Welcome to the snap_join macro project!
tested databases:
This is a dbt macro that joins multiple snapshots into a single new snapshot.
A snapshot table stores the state of an enitity abc at a specific point in time. Each record in a snapshot table has a valid_from and a valid_to value.
valid_from | valid_to | primary_key | dim_a | dim_b |
---|---|---|---|---|
2025-01-01 | 2025-01-02 | abc | high | red |
2025-01-02 | 2025-01-04 | abc | high | blue |
2025-01-04 | abc | low | blue |
- The resulting snapshot will be reduced to the minimum number of records needed to represent the state of any given column set. If you join two tables the number of records in the output snapshot depends on the selected column set.

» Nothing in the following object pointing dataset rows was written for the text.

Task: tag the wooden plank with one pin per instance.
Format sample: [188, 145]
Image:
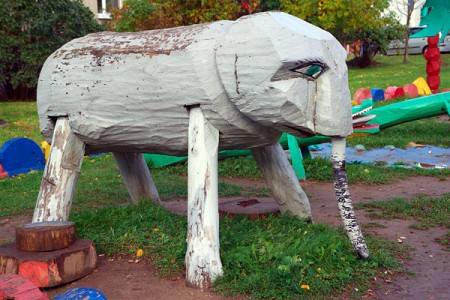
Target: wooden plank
[45, 236]
[282, 181]
[137, 177]
[60, 175]
[203, 263]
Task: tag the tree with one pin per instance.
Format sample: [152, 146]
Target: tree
[31, 30]
[137, 15]
[406, 8]
[355, 23]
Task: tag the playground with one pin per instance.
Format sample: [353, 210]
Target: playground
[410, 249]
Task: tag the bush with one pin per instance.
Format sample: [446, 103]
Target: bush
[31, 30]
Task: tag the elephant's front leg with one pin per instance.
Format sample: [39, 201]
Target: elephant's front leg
[281, 179]
[203, 263]
[60, 175]
[344, 199]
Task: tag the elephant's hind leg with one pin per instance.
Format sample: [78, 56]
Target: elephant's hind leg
[281, 179]
[136, 176]
[203, 263]
[60, 175]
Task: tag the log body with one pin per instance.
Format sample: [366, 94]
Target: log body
[128, 92]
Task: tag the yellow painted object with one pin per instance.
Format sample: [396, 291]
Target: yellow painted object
[46, 149]
[422, 86]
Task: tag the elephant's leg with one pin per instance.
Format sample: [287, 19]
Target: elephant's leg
[344, 199]
[203, 263]
[60, 175]
[136, 176]
[281, 179]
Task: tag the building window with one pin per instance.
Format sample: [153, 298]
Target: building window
[105, 5]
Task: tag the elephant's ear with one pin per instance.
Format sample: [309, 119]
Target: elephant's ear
[246, 56]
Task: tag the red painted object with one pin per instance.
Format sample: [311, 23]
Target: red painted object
[13, 286]
[411, 90]
[432, 55]
[394, 92]
[3, 174]
[362, 94]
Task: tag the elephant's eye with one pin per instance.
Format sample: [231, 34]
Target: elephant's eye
[310, 70]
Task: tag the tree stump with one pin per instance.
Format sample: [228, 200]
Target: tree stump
[52, 268]
[13, 286]
[45, 236]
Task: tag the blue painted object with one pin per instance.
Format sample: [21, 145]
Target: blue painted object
[377, 94]
[81, 294]
[21, 155]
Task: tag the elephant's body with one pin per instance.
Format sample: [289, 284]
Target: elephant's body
[195, 90]
[129, 91]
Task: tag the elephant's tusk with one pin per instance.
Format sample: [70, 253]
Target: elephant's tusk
[344, 198]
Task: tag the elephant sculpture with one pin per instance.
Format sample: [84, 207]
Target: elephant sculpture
[196, 90]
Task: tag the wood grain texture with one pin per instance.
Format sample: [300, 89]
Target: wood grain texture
[344, 199]
[51, 268]
[60, 175]
[45, 236]
[127, 92]
[13, 286]
[283, 182]
[137, 177]
[203, 263]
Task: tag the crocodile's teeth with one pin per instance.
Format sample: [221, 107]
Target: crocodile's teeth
[362, 111]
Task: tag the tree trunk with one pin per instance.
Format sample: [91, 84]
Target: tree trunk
[203, 263]
[45, 236]
[60, 175]
[344, 198]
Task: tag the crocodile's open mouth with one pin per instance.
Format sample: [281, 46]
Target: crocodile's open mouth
[360, 119]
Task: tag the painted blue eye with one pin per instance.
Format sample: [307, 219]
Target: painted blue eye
[312, 71]
[309, 70]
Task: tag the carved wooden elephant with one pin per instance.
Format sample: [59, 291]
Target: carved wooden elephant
[196, 90]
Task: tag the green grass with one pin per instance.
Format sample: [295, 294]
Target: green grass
[22, 119]
[259, 258]
[390, 71]
[425, 131]
[426, 212]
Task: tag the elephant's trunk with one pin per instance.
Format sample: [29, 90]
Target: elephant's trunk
[344, 199]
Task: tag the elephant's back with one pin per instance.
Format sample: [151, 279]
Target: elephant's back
[121, 89]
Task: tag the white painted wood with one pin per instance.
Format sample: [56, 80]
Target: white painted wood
[344, 199]
[60, 175]
[110, 83]
[203, 263]
[137, 177]
[280, 177]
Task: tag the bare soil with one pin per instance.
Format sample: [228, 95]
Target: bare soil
[429, 262]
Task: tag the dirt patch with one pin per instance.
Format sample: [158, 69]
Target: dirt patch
[429, 263]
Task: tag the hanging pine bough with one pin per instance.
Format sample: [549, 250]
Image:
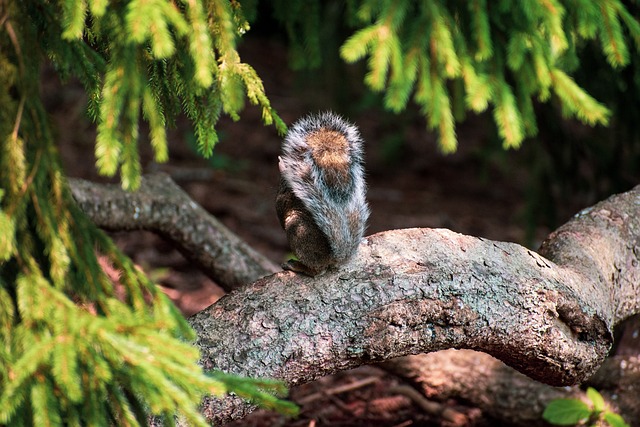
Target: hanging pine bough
[71, 352]
[457, 56]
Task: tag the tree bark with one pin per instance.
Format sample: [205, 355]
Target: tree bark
[421, 290]
[502, 393]
[160, 206]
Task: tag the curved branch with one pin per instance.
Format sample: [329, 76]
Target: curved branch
[488, 384]
[420, 290]
[408, 291]
[159, 205]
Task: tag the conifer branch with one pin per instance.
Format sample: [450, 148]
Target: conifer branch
[441, 290]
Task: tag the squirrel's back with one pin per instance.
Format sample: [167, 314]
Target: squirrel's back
[322, 162]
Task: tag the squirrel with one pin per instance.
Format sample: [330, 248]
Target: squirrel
[321, 200]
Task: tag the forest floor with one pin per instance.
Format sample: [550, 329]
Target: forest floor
[411, 184]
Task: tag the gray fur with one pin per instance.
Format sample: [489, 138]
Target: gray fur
[330, 209]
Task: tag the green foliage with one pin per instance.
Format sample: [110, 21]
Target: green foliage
[78, 347]
[158, 57]
[450, 56]
[568, 412]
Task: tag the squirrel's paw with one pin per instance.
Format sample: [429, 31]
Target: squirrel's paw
[298, 267]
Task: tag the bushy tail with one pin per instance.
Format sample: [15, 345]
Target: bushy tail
[322, 161]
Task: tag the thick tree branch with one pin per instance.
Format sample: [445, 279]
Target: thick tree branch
[421, 290]
[162, 207]
[504, 394]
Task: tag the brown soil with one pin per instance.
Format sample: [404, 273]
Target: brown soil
[410, 185]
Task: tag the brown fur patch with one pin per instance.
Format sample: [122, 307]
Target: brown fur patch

- The column name in each source table needs to be unique. But any column name can appear in any table.
- You can join as many source snapshots into a single output snapshot as you like.
- There are no naming restrictions for any column. e.g. the column that represents the valid_from point in time can be named
valid_from
in one of the tables anddbt_valid_from
in any of the other source tables.
Create a dbt model with the name you prefer for the resulting snapshot table or view. This is the model code from one of the examples:
{{ snap_join(['stg_seed_a', 'stg_seed_b','stg_seed_c'],
['valid_from', 'valid_from', 'dbt_valid_from'],
['valid_to', 'valid_to', 'dbt_valid_to'],
['primary_key', 'any_column', 'primary_key_with_another_name'],
[['dim_a', 'dim_b', 'dim_c'], ['dim_d', 'dim_e', 'dim_f'], ['dim_a', 'dim_h']]
) }}
SELECT
*
FROM
snap_join
WHERE 1=1
ORDER BY
snap_join.join_key ASC,
snap_join.valid_from DESC
The snap_join macro takes 5 arguments:
- a list of all the snapshot models you want to join
- a list of the valid_from column from each snapshot
- a list of the valid_to column from each snapshot
- a list of the column from each snapshot that is used in the sql join statement between the source snapshots
- a list of lists with the columns you want to select from each snapshot
- add this code snippet to your packages.yml file:
packages:
- git: "https://github.com/inazr/snap_join"
revision: v0.2.1-beta
-
test it by running the following commands:
- dbt deps
- dbt seed
- dbt build -s tag:snap_join_example
-
delete the models/example folder
packages:
- package: dbt-labs/dbt_utils
version: [">=1.3.0"]